Given a sorted list of shell-pair data, it is possible to construct all potentially important shell-quartets by pairing of the shell-pairs with one another. Because the shell-pairs have been sorted, it is possible to deal with batches of integrals of the same type or class (e.g., $(ss|ss)$, $(sp|sp)$, $(dd|dd)$, etc.) where an integral class is characterized by both angular momentum ($L$) and degree of contraction ($K$). Such an approach is advantageous for vector processors and for semi-direct integral algorithms where the most expensive (high $K$ or $L$ integral classes can be computed once, stored in memory (or disk) and only less expensive classes rebuilt on each iteration.

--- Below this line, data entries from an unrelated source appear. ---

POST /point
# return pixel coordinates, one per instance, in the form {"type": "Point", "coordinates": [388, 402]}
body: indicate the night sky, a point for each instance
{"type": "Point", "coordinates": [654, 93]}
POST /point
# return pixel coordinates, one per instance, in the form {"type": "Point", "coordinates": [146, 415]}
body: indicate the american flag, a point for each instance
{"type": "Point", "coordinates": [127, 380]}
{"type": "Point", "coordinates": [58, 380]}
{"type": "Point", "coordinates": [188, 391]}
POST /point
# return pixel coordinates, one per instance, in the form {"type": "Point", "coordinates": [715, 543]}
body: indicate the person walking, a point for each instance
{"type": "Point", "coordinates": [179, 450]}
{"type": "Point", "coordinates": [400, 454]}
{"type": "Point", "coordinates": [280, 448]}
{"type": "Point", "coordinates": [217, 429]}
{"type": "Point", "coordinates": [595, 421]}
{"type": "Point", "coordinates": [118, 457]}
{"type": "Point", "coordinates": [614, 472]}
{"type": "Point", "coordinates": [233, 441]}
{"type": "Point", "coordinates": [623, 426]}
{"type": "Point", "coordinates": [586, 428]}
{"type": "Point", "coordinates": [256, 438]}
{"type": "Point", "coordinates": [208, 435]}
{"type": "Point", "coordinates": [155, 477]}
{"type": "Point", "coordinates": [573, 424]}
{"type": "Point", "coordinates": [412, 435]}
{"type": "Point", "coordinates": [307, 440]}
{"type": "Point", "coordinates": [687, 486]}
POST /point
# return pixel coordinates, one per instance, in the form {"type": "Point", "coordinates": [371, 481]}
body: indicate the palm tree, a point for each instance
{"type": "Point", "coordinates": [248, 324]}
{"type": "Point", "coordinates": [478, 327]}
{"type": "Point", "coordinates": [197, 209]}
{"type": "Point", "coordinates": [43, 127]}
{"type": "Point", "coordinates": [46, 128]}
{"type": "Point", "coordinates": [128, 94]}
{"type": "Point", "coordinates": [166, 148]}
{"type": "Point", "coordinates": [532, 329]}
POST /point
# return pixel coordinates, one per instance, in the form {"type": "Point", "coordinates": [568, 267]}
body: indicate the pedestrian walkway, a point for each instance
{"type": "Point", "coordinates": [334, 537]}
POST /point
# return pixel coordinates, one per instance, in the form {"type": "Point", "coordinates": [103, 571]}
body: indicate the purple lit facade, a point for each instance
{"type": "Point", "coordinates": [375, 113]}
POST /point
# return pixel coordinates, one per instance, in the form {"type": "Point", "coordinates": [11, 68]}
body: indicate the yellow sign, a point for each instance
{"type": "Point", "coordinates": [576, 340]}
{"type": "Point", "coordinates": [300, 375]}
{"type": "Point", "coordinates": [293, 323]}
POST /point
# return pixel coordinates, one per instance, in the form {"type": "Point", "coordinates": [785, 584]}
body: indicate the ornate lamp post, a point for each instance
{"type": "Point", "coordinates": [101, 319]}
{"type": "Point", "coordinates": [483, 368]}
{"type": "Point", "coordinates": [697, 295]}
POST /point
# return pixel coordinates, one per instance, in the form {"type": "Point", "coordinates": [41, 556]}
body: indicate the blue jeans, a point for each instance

While the shell-pairs may have been carefully screened, it is possible for a pair of significant shell-pairs to form a shell-quartet which need not be computed directly. Three cases are:
The quartet is equivalent, by point group symmetry, to another quartet already treated.
The quartet can be ignored on the basis of cheaply computed ERI bounds^{297} on the largest quartet bra-ket.
On the basis of an incremental Fock matrix build, the largest density matrix element which will multiply any of the bra-kets associated with the quartet may be negligibly small.
Note: Significance and negligibility is always based on the level of integral threshold set by the $rem variable THRESH.